Following reports of genocide in Myanmar, Facebook banned the country’s top general and other military leaders who were using the platform to foment hate. The company also bans Hezbollah from its platform because of its status as a US-designated foreign terror organization, despite the fact that the party holds seats in Lebanon’s parliament. And it bans leaders in countries under US sanctions.
At the same time, both Facebook and Twitter have stuck to the tenet that content posted by elected officials deserves more protection than material from ordinary individuals, thus giving politicians’ speech more power than that of the people. This position is at odds with plenty of evidence that hateful speech from public figures has a greater impact than similar speech from ordinary users.
Clearly, though, these policies aren’t applied evenly around the world. After all, Trump is far from the only world leader using these platforms to foment unrest. One need only look to the BJP, the party of India’s Prime Minister Narendra Modi, for more examples.
Though there are certainly short-term benefits—and plenty of satisfaction—to be had from banning Trump, the decision (and those that came before it) raise more foundational questions about speech. Who should have the right to decide what we can and can’t say? What does it mean when a corporation can censor a government official?
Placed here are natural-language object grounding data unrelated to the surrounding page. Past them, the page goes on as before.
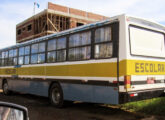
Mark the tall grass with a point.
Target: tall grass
(154, 106)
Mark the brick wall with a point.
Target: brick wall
(75, 11)
(24, 33)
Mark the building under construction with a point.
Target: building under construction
(54, 19)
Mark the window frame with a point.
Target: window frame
(56, 50)
(81, 46)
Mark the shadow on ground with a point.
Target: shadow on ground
(40, 109)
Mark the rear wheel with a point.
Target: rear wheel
(5, 88)
(56, 96)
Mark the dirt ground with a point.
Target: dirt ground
(40, 109)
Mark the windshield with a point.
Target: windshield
(146, 42)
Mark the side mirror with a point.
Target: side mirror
(9, 111)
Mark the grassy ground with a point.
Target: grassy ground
(154, 106)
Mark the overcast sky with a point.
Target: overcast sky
(14, 11)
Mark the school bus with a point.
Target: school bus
(115, 61)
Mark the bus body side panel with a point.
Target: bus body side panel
(73, 92)
(90, 93)
(0, 83)
(31, 87)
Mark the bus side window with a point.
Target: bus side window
(80, 46)
(0, 59)
(61, 49)
(103, 43)
(51, 54)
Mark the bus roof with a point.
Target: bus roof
(88, 26)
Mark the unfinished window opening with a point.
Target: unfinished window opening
(19, 32)
(29, 27)
(79, 24)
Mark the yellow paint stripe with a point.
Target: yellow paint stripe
(126, 67)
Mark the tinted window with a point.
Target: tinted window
(15, 61)
(41, 47)
(10, 53)
(20, 60)
(61, 43)
(51, 57)
(103, 50)
(61, 55)
(15, 52)
(34, 58)
(80, 39)
(51, 45)
(103, 34)
(10, 61)
(26, 60)
(27, 50)
(34, 48)
(81, 53)
(41, 58)
(21, 51)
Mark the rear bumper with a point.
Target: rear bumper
(140, 95)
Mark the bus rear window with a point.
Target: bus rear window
(145, 42)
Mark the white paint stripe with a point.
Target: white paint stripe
(147, 86)
(110, 79)
(144, 77)
(112, 60)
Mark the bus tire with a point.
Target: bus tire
(56, 95)
(5, 88)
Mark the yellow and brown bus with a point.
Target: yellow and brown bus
(118, 60)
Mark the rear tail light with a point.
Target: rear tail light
(127, 82)
(133, 94)
(150, 80)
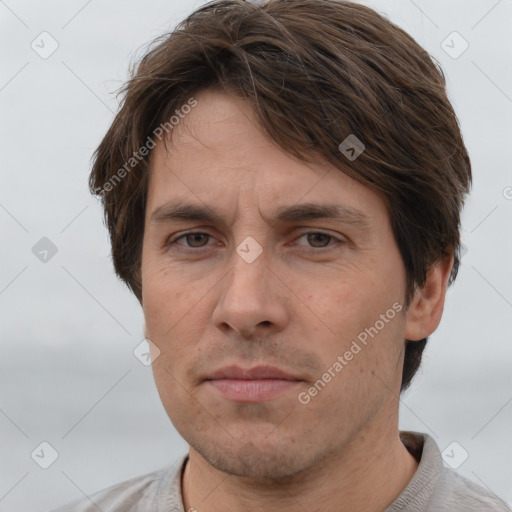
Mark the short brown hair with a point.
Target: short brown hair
(315, 72)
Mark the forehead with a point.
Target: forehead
(219, 154)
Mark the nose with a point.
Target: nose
(253, 300)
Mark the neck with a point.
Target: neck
(367, 474)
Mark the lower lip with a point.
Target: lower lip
(253, 390)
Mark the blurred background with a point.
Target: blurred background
(72, 370)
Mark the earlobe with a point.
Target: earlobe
(426, 308)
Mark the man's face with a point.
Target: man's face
(318, 286)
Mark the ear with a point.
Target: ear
(426, 308)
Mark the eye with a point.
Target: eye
(194, 240)
(318, 240)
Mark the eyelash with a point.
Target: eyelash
(172, 242)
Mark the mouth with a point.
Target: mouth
(252, 385)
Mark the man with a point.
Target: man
(283, 186)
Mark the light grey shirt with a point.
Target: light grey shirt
(433, 488)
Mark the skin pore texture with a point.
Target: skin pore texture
(300, 304)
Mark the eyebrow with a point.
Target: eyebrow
(172, 211)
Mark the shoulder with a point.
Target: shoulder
(142, 493)
(455, 492)
(437, 488)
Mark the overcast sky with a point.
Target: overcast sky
(68, 327)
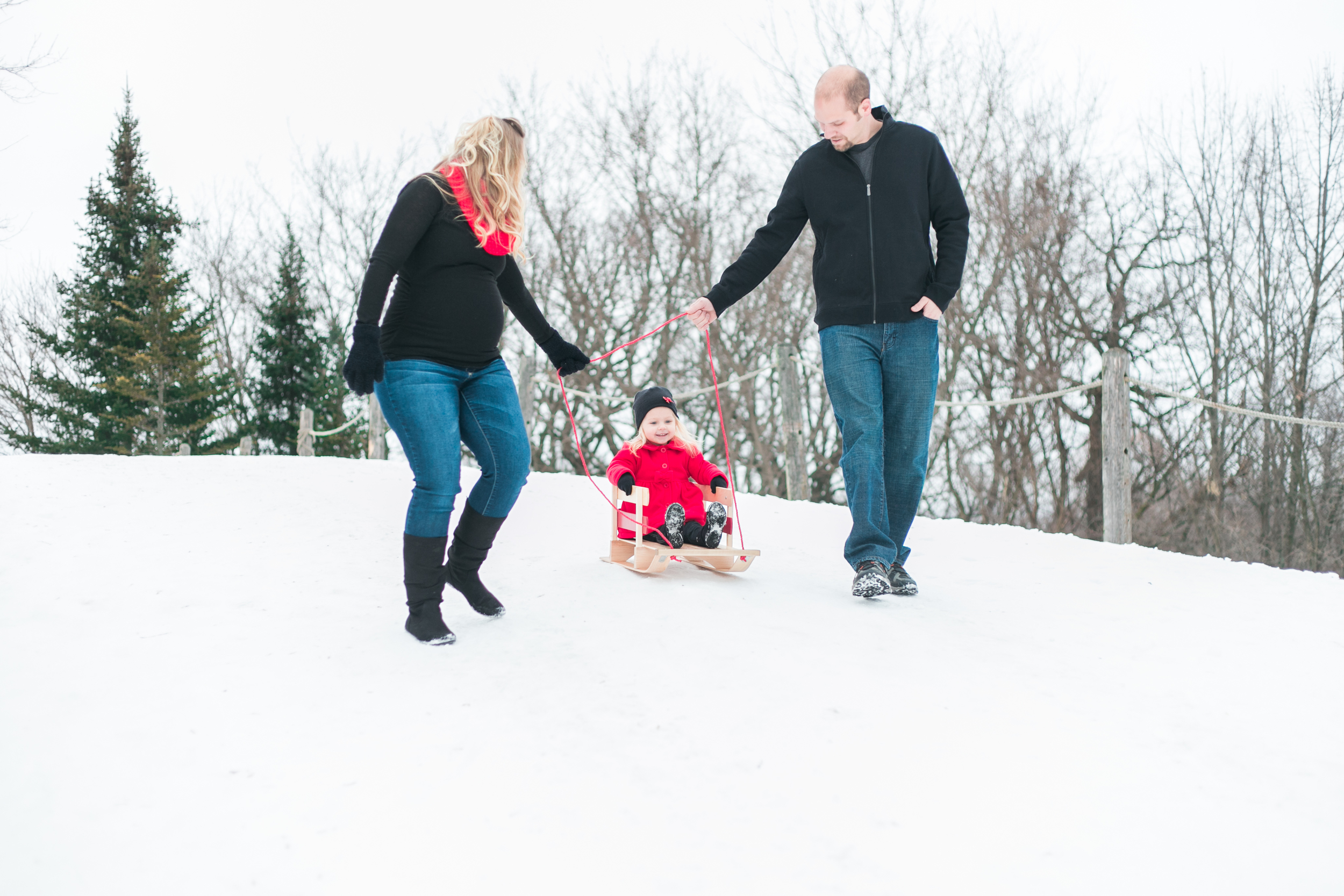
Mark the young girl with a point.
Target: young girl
(663, 458)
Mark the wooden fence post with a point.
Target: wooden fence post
(377, 431)
(305, 432)
(1116, 449)
(795, 467)
(526, 371)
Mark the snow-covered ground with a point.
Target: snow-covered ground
(205, 688)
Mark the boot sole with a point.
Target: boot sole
(488, 614)
(871, 593)
(437, 642)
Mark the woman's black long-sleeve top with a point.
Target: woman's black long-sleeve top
(451, 293)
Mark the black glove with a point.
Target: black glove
(566, 358)
(364, 364)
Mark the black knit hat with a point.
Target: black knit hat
(651, 398)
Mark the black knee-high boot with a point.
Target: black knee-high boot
(423, 561)
(472, 540)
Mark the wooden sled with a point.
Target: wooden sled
(648, 556)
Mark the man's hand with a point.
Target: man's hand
(925, 305)
(702, 313)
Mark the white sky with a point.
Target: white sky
(222, 88)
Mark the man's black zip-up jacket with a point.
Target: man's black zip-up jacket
(874, 260)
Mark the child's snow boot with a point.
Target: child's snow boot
(674, 520)
(716, 516)
(472, 540)
(711, 532)
(423, 559)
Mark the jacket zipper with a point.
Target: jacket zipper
(873, 259)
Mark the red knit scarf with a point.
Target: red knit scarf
(499, 242)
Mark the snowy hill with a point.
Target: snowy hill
(205, 690)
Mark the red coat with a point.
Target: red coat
(666, 470)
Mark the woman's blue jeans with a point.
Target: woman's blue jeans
(434, 410)
(882, 379)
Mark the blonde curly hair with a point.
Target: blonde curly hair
(492, 155)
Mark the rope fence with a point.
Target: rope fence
(1117, 437)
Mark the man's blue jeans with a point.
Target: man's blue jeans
(882, 381)
(434, 410)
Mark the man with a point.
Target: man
(871, 189)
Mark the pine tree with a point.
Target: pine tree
(167, 377)
(124, 270)
(297, 364)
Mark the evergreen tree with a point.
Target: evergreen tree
(167, 375)
(297, 366)
(124, 272)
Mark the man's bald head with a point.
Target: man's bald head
(843, 82)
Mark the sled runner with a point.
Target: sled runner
(649, 556)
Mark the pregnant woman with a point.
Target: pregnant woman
(452, 240)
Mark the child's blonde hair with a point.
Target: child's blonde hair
(679, 434)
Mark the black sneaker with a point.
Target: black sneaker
(673, 521)
(716, 516)
(901, 582)
(871, 580)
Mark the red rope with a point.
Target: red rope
(722, 428)
(727, 456)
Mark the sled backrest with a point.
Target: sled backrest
(633, 505)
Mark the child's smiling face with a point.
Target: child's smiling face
(659, 426)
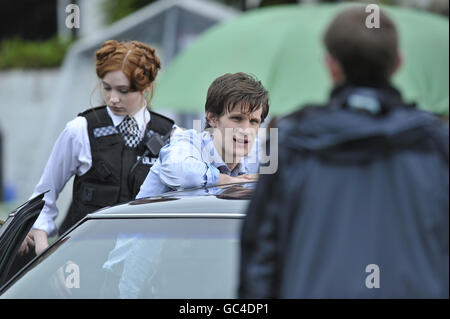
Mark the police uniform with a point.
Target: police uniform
(107, 171)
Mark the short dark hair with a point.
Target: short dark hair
(366, 55)
(232, 89)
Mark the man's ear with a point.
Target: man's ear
(334, 68)
(212, 119)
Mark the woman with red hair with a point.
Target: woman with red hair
(105, 147)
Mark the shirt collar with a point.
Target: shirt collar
(142, 117)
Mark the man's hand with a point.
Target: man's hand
(40, 240)
(27, 244)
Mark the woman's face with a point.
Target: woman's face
(118, 95)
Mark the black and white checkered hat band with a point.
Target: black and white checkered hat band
(129, 129)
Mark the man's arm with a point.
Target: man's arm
(259, 255)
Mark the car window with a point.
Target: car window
(137, 258)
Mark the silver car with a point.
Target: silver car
(179, 245)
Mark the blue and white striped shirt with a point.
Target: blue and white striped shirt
(191, 160)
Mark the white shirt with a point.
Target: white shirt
(71, 155)
(191, 160)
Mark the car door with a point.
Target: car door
(13, 233)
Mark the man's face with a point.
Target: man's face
(120, 99)
(235, 132)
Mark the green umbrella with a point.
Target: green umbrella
(282, 46)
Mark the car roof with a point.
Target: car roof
(229, 200)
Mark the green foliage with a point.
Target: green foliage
(19, 54)
(118, 9)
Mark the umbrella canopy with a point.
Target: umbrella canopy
(282, 47)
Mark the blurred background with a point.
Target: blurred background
(47, 73)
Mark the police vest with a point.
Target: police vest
(109, 180)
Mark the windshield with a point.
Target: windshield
(138, 258)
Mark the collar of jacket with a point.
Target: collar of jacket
(377, 98)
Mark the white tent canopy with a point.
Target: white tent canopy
(167, 25)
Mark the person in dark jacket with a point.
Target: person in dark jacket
(105, 147)
(359, 205)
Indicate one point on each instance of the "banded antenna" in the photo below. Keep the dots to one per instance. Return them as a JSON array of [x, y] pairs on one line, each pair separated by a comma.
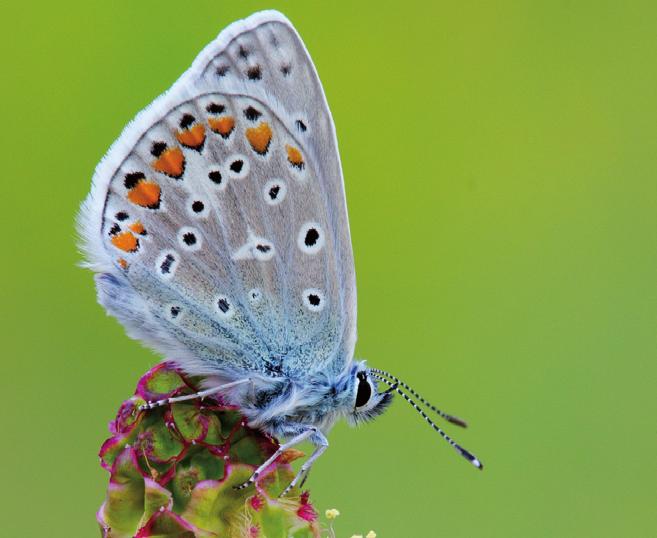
[[448, 418], [462, 451]]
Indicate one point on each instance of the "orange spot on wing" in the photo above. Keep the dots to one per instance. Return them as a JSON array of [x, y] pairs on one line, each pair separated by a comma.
[[138, 228], [223, 126], [192, 138], [294, 157], [126, 242], [259, 137], [145, 194], [171, 162]]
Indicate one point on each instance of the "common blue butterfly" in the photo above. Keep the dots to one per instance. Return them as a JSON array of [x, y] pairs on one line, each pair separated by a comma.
[[217, 226]]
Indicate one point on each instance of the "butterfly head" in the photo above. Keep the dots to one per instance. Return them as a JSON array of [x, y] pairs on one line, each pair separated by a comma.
[[368, 402]]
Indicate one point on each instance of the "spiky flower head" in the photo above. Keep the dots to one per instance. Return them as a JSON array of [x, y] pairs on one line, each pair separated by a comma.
[[173, 470]]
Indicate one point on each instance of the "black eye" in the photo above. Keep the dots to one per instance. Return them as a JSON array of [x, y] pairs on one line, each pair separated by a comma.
[[364, 390]]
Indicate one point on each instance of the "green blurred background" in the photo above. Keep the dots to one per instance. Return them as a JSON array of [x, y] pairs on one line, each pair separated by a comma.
[[500, 167]]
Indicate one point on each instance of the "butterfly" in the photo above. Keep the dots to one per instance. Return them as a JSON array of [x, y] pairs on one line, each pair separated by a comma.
[[217, 228]]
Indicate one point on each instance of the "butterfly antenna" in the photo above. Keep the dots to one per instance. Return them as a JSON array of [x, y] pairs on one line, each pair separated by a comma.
[[466, 454], [448, 418]]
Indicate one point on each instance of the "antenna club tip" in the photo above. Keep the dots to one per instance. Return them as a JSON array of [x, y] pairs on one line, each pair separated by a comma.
[[457, 421]]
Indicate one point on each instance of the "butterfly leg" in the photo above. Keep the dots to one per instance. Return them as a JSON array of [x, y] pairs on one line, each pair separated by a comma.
[[202, 394], [321, 444], [289, 444]]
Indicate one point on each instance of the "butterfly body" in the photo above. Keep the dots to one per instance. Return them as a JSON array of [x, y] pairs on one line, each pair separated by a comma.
[[217, 226]]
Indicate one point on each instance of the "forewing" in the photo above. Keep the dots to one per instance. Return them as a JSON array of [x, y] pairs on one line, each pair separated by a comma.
[[218, 219]]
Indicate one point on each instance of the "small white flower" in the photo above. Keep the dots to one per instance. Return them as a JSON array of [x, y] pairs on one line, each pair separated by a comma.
[[332, 513]]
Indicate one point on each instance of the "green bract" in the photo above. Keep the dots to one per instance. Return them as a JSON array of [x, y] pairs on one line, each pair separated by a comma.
[[173, 468]]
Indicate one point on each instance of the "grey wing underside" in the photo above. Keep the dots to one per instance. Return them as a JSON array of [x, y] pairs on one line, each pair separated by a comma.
[[221, 265]]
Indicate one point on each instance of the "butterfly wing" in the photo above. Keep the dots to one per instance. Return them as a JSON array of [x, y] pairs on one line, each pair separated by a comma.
[[217, 221]]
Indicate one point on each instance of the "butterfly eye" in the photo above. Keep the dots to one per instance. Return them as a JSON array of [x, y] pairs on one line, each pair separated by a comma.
[[364, 390]]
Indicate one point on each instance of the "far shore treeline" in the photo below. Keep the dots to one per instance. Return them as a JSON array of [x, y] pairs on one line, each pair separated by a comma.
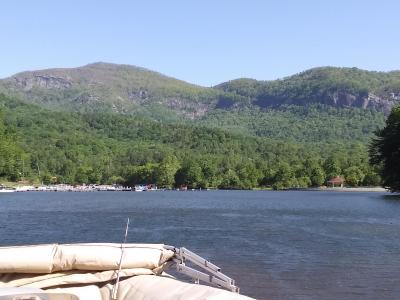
[[42, 145]]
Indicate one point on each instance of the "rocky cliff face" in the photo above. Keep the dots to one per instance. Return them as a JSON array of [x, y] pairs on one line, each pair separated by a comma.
[[123, 88], [28, 81]]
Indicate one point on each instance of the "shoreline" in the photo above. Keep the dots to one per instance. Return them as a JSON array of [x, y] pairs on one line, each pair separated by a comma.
[[344, 189]]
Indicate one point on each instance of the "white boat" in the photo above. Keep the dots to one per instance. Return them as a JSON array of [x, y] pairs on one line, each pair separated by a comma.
[[140, 188], [108, 271], [6, 190]]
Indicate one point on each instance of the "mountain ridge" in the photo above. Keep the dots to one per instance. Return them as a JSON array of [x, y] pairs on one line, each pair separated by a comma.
[[125, 89]]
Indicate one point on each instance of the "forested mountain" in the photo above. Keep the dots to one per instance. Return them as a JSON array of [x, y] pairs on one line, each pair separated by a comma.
[[105, 123], [111, 88], [340, 87], [73, 147]]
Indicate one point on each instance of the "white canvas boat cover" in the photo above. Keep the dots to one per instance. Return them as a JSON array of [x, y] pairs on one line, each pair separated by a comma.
[[89, 271]]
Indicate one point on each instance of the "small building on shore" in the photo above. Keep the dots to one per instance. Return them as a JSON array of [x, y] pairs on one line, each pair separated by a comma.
[[337, 181]]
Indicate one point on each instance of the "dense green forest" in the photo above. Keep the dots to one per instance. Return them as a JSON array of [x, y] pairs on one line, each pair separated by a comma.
[[314, 123], [72, 147]]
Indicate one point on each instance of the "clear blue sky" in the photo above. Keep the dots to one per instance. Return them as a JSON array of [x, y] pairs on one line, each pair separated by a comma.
[[203, 42]]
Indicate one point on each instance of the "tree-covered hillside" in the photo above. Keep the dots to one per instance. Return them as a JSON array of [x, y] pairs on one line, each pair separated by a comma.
[[73, 147], [311, 123], [132, 90], [342, 87]]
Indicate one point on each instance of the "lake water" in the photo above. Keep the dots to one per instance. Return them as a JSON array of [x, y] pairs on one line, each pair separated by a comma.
[[277, 245]]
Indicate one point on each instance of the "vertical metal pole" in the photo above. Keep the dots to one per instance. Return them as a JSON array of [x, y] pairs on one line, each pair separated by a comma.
[[115, 288]]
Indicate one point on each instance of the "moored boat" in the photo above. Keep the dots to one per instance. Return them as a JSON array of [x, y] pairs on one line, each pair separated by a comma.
[[109, 271]]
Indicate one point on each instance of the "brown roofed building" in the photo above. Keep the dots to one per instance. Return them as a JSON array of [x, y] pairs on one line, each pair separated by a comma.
[[336, 181]]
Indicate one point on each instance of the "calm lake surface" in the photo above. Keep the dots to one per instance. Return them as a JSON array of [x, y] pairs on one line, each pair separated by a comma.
[[277, 245]]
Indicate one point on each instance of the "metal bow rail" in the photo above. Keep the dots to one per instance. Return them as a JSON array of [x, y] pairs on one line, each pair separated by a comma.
[[215, 276]]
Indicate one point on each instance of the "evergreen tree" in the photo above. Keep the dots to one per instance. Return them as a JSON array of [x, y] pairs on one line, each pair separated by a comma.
[[385, 151]]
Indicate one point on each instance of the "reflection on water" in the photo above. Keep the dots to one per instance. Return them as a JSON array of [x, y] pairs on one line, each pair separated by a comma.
[[277, 245]]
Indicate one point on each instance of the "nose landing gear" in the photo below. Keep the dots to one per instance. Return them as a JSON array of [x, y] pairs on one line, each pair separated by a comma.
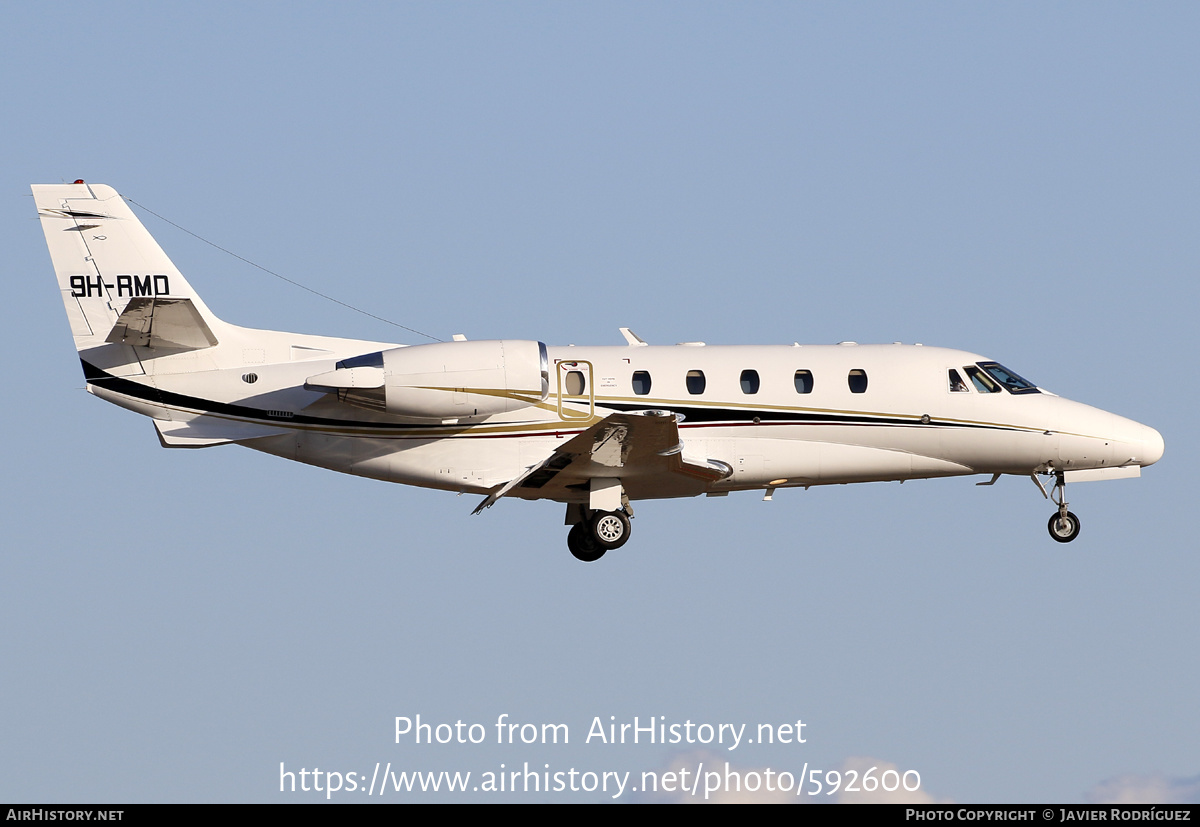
[[1063, 525]]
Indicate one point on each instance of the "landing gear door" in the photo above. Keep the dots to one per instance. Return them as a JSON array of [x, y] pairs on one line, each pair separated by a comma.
[[576, 394]]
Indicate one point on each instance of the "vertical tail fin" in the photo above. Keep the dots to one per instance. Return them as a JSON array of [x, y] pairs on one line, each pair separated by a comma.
[[117, 283]]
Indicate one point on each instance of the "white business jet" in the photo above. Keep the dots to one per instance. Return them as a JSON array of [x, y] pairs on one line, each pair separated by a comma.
[[594, 427]]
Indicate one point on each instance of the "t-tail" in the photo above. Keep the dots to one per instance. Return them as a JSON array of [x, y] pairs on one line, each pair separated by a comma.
[[117, 283]]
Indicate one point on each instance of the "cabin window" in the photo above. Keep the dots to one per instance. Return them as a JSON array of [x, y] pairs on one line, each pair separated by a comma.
[[749, 382], [575, 383], [641, 383], [983, 383], [857, 381]]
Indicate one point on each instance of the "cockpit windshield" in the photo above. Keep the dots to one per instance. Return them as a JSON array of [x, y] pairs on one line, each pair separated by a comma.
[[1012, 382]]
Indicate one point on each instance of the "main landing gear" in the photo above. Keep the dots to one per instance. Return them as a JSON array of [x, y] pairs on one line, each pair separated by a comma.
[[1063, 525], [597, 533]]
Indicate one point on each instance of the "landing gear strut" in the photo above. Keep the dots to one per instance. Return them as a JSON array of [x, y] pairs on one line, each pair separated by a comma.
[[1063, 525], [597, 533]]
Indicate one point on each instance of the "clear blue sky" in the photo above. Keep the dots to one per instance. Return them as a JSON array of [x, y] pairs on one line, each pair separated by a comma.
[[1020, 180]]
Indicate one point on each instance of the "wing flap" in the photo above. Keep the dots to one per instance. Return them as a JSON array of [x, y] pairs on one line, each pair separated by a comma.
[[642, 449], [205, 431]]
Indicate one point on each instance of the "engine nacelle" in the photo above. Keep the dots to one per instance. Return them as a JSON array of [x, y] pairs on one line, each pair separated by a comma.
[[444, 381]]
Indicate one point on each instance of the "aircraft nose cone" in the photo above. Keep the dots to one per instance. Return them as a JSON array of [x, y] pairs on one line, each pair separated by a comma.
[[1151, 447]]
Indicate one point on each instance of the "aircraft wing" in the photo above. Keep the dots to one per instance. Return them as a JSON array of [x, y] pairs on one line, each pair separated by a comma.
[[642, 449]]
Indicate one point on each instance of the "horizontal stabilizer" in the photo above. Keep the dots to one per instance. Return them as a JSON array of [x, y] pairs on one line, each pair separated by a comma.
[[162, 323], [205, 431]]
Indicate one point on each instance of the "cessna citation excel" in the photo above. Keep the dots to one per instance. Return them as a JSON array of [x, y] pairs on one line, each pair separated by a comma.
[[594, 427]]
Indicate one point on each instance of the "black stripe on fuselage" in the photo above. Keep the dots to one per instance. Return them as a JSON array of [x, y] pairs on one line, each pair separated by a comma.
[[693, 417]]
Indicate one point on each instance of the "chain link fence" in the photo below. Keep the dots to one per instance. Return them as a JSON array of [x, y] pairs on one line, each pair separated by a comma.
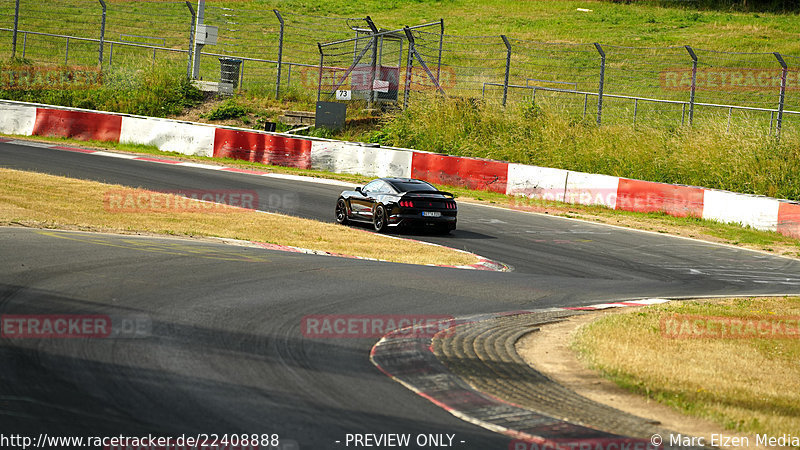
[[283, 53]]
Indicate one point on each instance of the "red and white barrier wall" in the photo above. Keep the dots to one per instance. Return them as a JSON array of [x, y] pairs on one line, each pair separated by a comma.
[[345, 157]]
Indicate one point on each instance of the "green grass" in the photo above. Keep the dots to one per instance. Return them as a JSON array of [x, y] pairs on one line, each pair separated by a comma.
[[684, 226], [755, 392], [739, 156], [158, 91]]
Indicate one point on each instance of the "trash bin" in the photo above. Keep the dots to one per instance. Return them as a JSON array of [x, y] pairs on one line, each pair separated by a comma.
[[229, 71]]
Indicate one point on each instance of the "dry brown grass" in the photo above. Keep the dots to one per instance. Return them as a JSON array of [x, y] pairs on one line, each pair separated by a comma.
[[40, 200], [748, 384]]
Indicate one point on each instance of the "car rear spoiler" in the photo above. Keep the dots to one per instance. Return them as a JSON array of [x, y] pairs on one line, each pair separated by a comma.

Facebook’s policy staff, and Mark Zuckerberg in particular, have for years shown themselves to be poor judges of what is or isn’t appropriate expression. From the platform’s ban on breasts to its tendency to suspend users for speaking back against hate speech, or its total failure to remove calls for violence in Myanmar, India, and elsewhere, there’s simply no reason to trust Zuckerberg and other tech leaders to get these big decisions right.
Repealing 230 isn’t the answer
To remedy these concerns, some are calling for more regulation. In recent months, demands have abounded from both sides of the aisle to repeal or amend Section 230—the law that protects companies from liability for the decisions they make about the content they host—despite some serious misrepresentations from politicians who should know better about how the law actually works.
The thing is, repealing Section 230 would probably not have forced Facebook or Twitter to remove Trump’s tweets, nor would it prevent companies from removing content they find disagreeable, whether that content is pornography or the unhinged rantings of Trump. It is companies’ First Amendment rights that enable them to curate their platforms as they see fit.
Instead, repealing Section 230 would hinder competitors to Facebook and the other tech giants, and place a greater risk of liability on platforms for what they choose to host. For instance, without Section 230, Facebook’s lawyers could decide that hosting anti-fascist content is too risky in light of the Trump administration’s attacks on antifa.
This is not a far-fetched scenario: Platforms already restrict most content that could be even loosely connected to foreign terrorist organizations, for fear that material-support statutes could make them liable. Evidence of war crimes in Syria and vital counter-speech against terrorist organizations abroad have been removed as a result. Similarly, platforms have come under fire for blocking any content seemingly connected to countries under US sanctions. In one particularly absurd example, Etsy banned a handmade doll, made in America, because the listing contained the word “Persian.”
It’s not difficult to see how ratcheting up platform liability could cause even more vital speech to be removed by corporations whose sole interest is not in “connecting the world” but in profiting from it.
Platforms needn’t be neutral, but they must play fair
Despite what Senator Ted Cruz keeps repeating, there is nothing requiring these platforms to be neutral, nor should there be. If Facebook wants to boot Trump—or photos of breastfeeding mothers—that’s the company’s prerogative. The problem is not that Facebook has the right to do so, but that—owing to its acquisitions and unhindered growth—its users have virtually nowhere else to go and are stuck dealing with increasingly problematic rules and automated content moderation.
The answer is not repealing Section 230 (which again, would hinder competition) but in creating the conditions for more competition. This is where the Biden administration should focus its attention in the coming months. And those efforts must include reaching out to content moderation experts from advocacy and academia to understand the range of problems faced by users worldwide, rather than simply focusing on the debate inside the US.